– Право не знаю, как сказать это по-английски. Trourbillon – это такая штука, которая очень на тебя похожа.
Через месяц Жиль поделился с Беатрисой и Уолтером своим мнением о детях. По его просьбе Беатриса вначале не посвятила его во все подробности истории Артура, чтобы он мог непредвзято судить о мальчике.
Он находил, что Глэдис на редкость неглупая девочка, хотя пока еще не проявляет каких-либо определенных склонностей и способностей. По его мнению, при таком живом уме, веселом нраве и ключом бьющей энергии она будет прекрасно учиться.
– Да еще, – прибавил он, и глаза его весело блеснули, – при ее отношении… к semblables…
– К себе подобным?
– Благодарю вас. Я хочу сказать, она так великодушна. Она, по-видимому, находит, что я глуповат, ведь я так смешно говорю по-английски и так слаб в арифметике и географии. Но она добрая девочка… bоnnе соttе lе раin[14]
, как говорят у нас крестьяне… и всегда сочувствует бедняге, который старается изо всех сил. Она с величайшим дружелюбием во всем мне помогает; но, боюсь, это только из желания подбодрить меня.– Наверно, она жалеет вас, думая, что вам тоскливо жить так далеко от дома, – сказал Уолтер.
– Глэдис невыносима сама мысль, что кому-нибудь грустно и одиноко, пояснила Беатриса. – По-моему, она не доставит вам хлопот. Теперь скажите нам, что вы думаете об Артуре.
Жиль сразу стал серьезен.
С Артуром, по его мнению, дело обстоит куда сложнее. Порою, внезапно, как молния, в мальчике блеснет незаурядный ум, а потом он снова становится поразительно вялым, если не просто тупым. Он неизменно старателен, послушен, и прямо жалко смотреть, в какое отчаяние его повергает собственная несообразительность. Вся беда в том, что ему очень трудно сосредоточиться: наперекор всем его стараниям мысли его то и дело уносятся бог весть куда.

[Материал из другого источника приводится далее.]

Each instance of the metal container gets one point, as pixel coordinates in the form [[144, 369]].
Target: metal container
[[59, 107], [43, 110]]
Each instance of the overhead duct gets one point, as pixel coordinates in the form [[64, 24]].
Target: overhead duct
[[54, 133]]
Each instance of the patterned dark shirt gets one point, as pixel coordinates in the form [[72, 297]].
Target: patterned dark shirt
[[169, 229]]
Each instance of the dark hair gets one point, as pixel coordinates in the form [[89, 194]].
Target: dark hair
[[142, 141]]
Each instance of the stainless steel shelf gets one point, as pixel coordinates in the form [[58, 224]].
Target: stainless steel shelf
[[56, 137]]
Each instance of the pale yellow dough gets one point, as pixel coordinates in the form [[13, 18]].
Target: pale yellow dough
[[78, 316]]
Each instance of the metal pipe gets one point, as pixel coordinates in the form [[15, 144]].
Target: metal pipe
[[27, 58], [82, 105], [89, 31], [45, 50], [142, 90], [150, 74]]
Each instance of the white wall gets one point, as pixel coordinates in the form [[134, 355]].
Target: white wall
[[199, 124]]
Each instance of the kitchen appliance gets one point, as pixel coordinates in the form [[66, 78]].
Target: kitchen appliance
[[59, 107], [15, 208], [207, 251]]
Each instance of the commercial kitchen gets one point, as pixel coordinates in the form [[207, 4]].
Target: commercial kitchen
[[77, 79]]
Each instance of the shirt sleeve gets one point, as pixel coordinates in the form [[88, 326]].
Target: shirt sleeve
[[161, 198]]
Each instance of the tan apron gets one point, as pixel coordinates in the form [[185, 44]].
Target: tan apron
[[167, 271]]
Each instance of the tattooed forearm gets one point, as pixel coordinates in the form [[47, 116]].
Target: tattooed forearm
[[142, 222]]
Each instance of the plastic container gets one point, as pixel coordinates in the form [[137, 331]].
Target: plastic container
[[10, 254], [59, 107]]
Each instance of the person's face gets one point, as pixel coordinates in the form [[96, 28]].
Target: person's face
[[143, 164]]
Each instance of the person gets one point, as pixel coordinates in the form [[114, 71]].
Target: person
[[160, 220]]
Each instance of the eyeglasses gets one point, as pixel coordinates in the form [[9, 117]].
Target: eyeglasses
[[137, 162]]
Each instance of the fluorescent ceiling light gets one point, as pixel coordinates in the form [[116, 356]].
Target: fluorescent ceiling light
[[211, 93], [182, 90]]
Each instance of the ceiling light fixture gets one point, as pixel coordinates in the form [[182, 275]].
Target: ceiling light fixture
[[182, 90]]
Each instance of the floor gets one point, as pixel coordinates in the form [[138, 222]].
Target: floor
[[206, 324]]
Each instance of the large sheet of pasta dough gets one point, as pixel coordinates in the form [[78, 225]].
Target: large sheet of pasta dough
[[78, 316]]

– Словно его все время тянет куда-то помимо его воли, – объяснял Жиль.
– Не то чтобы ему не хватало ума – он очень старается понять, что ему говоришь, – но у него ничего не выходит. И я не знаю почему.
– А может быть, это отчасти именно потому, что он уж чересчур старается? – сказал Уолтер.
– Отчасти, может быть. Но дело не только в этом. Здесь есть что-то еще, чего я не понимаю. Он совершенно не похож на всех детей, сколько я их видел в своей жизни.
Беатриса кивнула.
– По-моему, тоже. Я не встречала другого человека, до такой степени…
– Она помолчала. – Не могу найти подходящего слова.
– Беззащитного?
Она почти с испугом посмотрела на Жиля.
– Да, пожалуй. Как вам удалось понять это так быстро? И она рассказала ему все, о чем раньше умалчивала, и закончила описанием тяжелой сцены, разыгравшейся на каргвизланском берегу. Она считает, что все усилия Артура сводит на нет то смешанное с ужасом восхищение, которое внушает ему отец.
– И к тому же, – прибавила она, – боюсь, он очень тоскует по матери.
Немного погодя она вновь заговорила о Мэгги Пенвирн.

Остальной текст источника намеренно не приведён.